A sus 91 años, el ex secretario de Estado norteamericano, Henry Kissinger, ha publicado World Order: Reflections on the Character of the Nations and the Curse of History (Allen Lane, 2014). Es un libro en que vuelve a sus orígenes académicos de especialista y admirador del congreso de Viena y del concierto europeo de potencias.
La obra parte del presupuesto de que un sistema internacional basado en el equilibrio de las potencias sirvió para alcanzar la estabilidad, que no la paz –pues siguieron produciéndose revoluciones y conflictos localizados– durante casi un siglo. Estamos, sobre todo, ante un libro de historia y de geopolítica, aunque también hay referencias e intentos de prospectiva.
Nuevos actores
Pero la obra no es solo una reflexión sobre si el modelo de directorio y equilibrio de potencias europeas de hace dos siglos es aplicable al mundo de hoy. Kissinger reitera que cada potencia ha intentado crear su particular orden mundial. Lo ideal sería un orden cooperativo de Estados observantes de las mismas reglas y procedimientos, dotados de sistemas económicos liberales, y no de capitalismos de Estado, y que aceptaran una serie de principios como el respeto de las soberanías estatales y el fomento de los sistemas de gobierno democráticos. Pero la realidad de nuestro mundo es la de la inestabilidad regional con sus secuelas de proliferación de armas de destrucción masiva, desintegración de los Estados, masacres, degradación medioambiental…
Esos retos hacen necesario un cierto orden mundial, que no puede construirse a lo largo de tres siglos como el sistema de la paz de Westfalia, imperante en Europa hasta las vísperas de la II Guerra Mundial. Aquel sistema partía del postulado de que una potencia no podía imponerse sobre las otras y que había que acomodarse a la realidad, lo que explica su triunfo después de las estériles luchas político-religiosas de la Guerra de los Treinta Años.
Poder y moral
Esto vuelve a plantearnos el eterno dilema moral que subyace a cualquier concepción del orden mundial: el del poder y la legitimidad. El poder sin dimensión moral está abocado el fracaso; pero nuestro autor, como buen realista político, recuerda que una defensa a ultranza de principios morales, que olvide el principio de equilibrio entre las potencias, solo puede llevar a un país como EE.UU. a cruzadas ideológicas de amargo resultado en Vietnam, Afganistán e Irak.

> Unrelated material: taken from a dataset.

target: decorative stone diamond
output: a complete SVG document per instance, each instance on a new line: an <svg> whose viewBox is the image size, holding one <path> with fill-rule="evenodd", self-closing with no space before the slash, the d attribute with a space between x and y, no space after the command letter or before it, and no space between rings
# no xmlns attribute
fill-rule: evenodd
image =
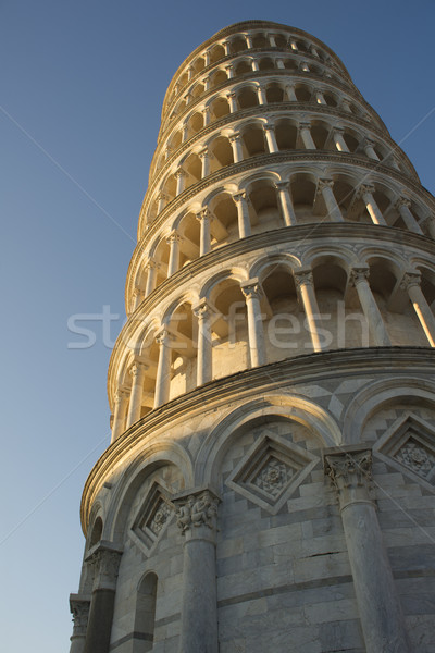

La política internacional tampoco responde a combinaciones de tablero de billar sino que debe tener en cuenta la historia, las instituciones, los rasgos nacionales o culturales definitorios. Es lo que Kissinger reprocha a los neoconservadores del entorno de George W. Bush: el universalismo, por muy democrático que pretenda ser, tiene unos límites si no se ajusta a la realidad. La Historia no se puede modelar a gusto de cada uno. De hecho, el autor comparte con Burke la idea de que la política es el arte de lo posible y considera que es mejor elaborar un plan adecuado y realista que dejarse llevar por el entusiasmo de las ideas abstractas, tal y como hicieron los revolucionarios franceses. Metternich, restaurador del orden europeo tras las guerras napoleónicas, habría estado de acuerdo.
A estas alturas, Kissinger está de vuelta de esa filosofía de corte hegeliano que trata de descubrir un supuesto mecanismo de la Historia; pero tampoco cree en la paz perpetua, resultado de una federación universal de repúblicas, preconizada por Kant y que se tradujo en el siglo XX en la aparición de organizaciones universales y regionales. A este respecto, Metternich representaba un realismo que tenía en cuenta los intereses de los otros Estados, por encima de las diferencias ideológicas. En cambio, Bismarck, que rompió el equilibrio europeo con la unificación de Alemania, tuvo en cuenta, por encima de todo, el interés nacional.
La conclusión que podemos sacar del libro es que surgirá en algún momento un nuevo orden internacional en el siglo XXI, pero probablemente no se base en modelos históricos del pasado. A Kissinger le bastaría con modernizar el sistema de Westfalia, aunque no será fácil en un escenario en el que los líderes solo pretenden soluciones a corto plazo y carecen de un entendimiento profundo de la historia y la geografía, aunque estas siguen siendo de gran utilidad en esta era de nuevas tecnologías.